Militer à la centrale nationale

        Là où les réserves sont les plus grandes, c’est bien lorsqu’une militante fédérale est appelée à “monter” au national. La direction de la JOCF devient rapidement une occupation à plein temps et les militantes doivent alors quitter leur travail et, si elles habitent à l’extérieur de Montréal, laisser leur famille et leurs amies pour venir habiter à la centrale ou dans les appartements destinés aux militantes. Ces “promotions” ne se vivent pas toujours sans déchirement, comme en témoignent des lettres écrites par les militantes ou par des parents attristés et inquiets de voir leur fille partir pour Montréal[45].

        Devenir permanente nationale, c’est aussi renoncer à son salaire, puisque les dirigeantes nationales ne reçoivent qu’une allocation de subsistance. Voilà une réalité que certaines familles ne pourront se permettre de vivre et quelques jocistes n’ont pu militer au national en raison de la précarité des revenus familiaux[46]. D’autres dirigeantes devront renoncer à leurs fonctions en raison de la maladie, ou de la mort, d’un de leurs parents[47].

        L’expertise acquise au niveau national est, par ailleurs, manifestement importante.

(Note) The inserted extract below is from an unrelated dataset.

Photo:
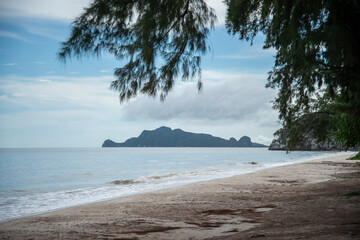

C’est toute la vie du mouvement qu’il faut concevoir, organiser, gérer. Ce travail se fait en collaboration avec la JOCM, mais chaque branche est autonome dans la préparation et la rédaction des programmes d’études et des outils qui les accompagnent. Il y a bien quelques publications communes, comme Jeunesse ouvrière, mais à peu près tous les documents sont conçus en doublet. L’un des pionniers de la JOCM, Paul Cholette, rappelle à quel point la rédaction de ces documents était difficile et, en particulier, la conception du Militant (JOCM) et du Pour garder (JOCF), les deux bulletins destinés à la formation morale et technique des dirigeants et des dirigeantes: “Il fallait étudier, lire, relire, méditer, consulter, discuter et profiter des expériences de tous, résumer les formules prouvées et heureuses et mettre en garde contre l’engouement et les succès ronflants[48].”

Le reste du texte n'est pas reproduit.